Myth 3: Medical bullshit is an alternative medicine problem.
Truth: There is plenty of dangerous and expensive bullshit in mainstream medicine. A few examples: the current opiate crisis, which was driven in part by opiates prescribed by physicians;6 use of chemotherapy or other aggressive treatments for cancer patients nearing the end of life who may prefer palliative approaches;7 widespread use of stem cell infusions for osteoarthritis and other conditions without adequate safety or effectiveness data;8 an increasing number of legitimate medical school graduates making careers as celebrity doctors or proponents of illegitimate treatments.9
Myth 4: Other people are dealing with this – it’s not my problem.
Truth: While it would be great if healthcare professionals were better at self-regulating or the FDA did a better job of protecting the public, the fact of the matter is that has always been a problem and likely always will be a problem. There will always be scam artists, true-believers, and variously imperfect physicians.
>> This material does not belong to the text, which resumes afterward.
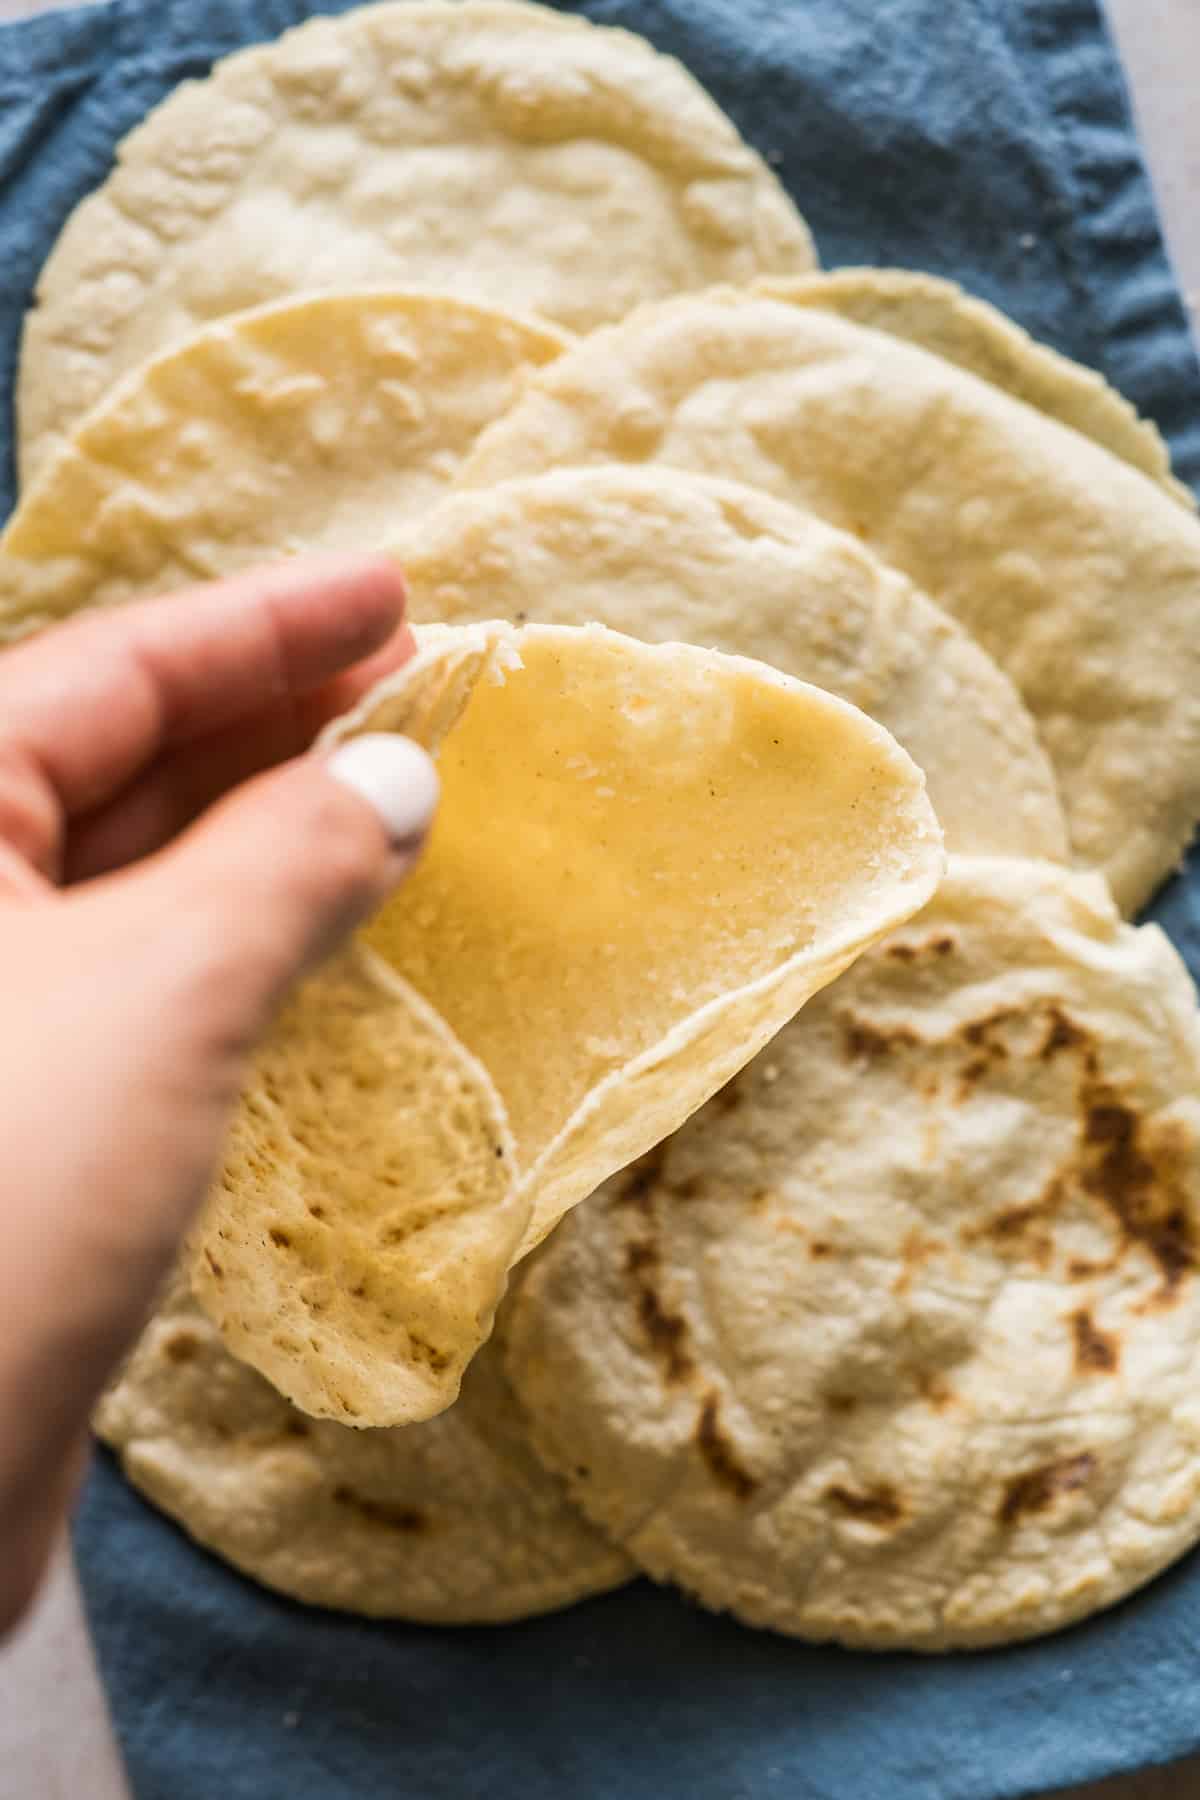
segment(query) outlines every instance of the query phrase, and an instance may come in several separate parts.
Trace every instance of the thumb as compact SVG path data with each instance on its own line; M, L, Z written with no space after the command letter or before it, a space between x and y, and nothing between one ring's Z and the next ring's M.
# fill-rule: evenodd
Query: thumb
M248 1048L292 982L403 881L437 799L425 751L384 734L237 788L118 878L140 890L169 939L174 978L164 971L164 985L182 975L193 993L202 988L192 1017L235 1053Z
That is why it is so important for us, as citizens, to educate and empower ourselves to cut medical bullshit off at the source. We owe it to society and we owe it to the safety and health of ourselves and those we love.
1. Li HO, Bailey A, Huynh D, Chan J. YouTube as a source of information on COVID-19: a pandemic of misinformation? BMJ Glob Health. 2020;5(5).
2. Abbasi J. COVID-19 Conspiracies and Beyond: How Physicians Can Deal With Patients’ Misinformation. JAMA. 2020.
3. Crawford A, Serhal E. Digital Health Equity and COVID-19: The Innovation Curve Cannot Reinforce the Social Gradient of Health. J Med Internet Res. 2020;22(6):e19361.
4. Finseth TA, Hedeman JL, Brown RP, 2nd, Johnson KI, Binder MS, Kluger BM. Self-reported efficacy of cannabis and other complementary medicine modalities by Parkinson’s disease patients in colorado. Evid Based Complement Alternat Med. 2015;2015:874849.
5. McConnell BV, Applegate M, Keniston A, Kluger B, Maa EH. Use of complementary and alternative medicine in an urban county hospital epilepsy clinic. Epilepsy Behav. 2014;34:73-76.
6. Seth P, Scholl L, Rudd RA, Bacon S. Overdose Deaths Involving Opioids, Cocaine, and Psychostimulants – United States, 2015-2016. MMWR Morb Mortal Wkly Rep. 2018;67(12):349-358.
7. Clark K. Care at the Very End-of-Life: Dying Cancer Patients and Their Chosen Family’s Needs. Cancers (Basel). 2017;9(2).
8. Jones IA, Togashi R, Wilson ML, Heckmann N, Vangsness CT, Jr. Intra-articular treatment options for knee osteoarthritis. Nat Rev Rheumatol. 2019;15(2):77-90.
9. Tilburt JC, Allyse M, Hafferty FW. The Case of Dr. Oz: Ethics, Evidence, and Does Professional Self-Regulation Work? AMA J Ethics. 2017;19(2):199-206.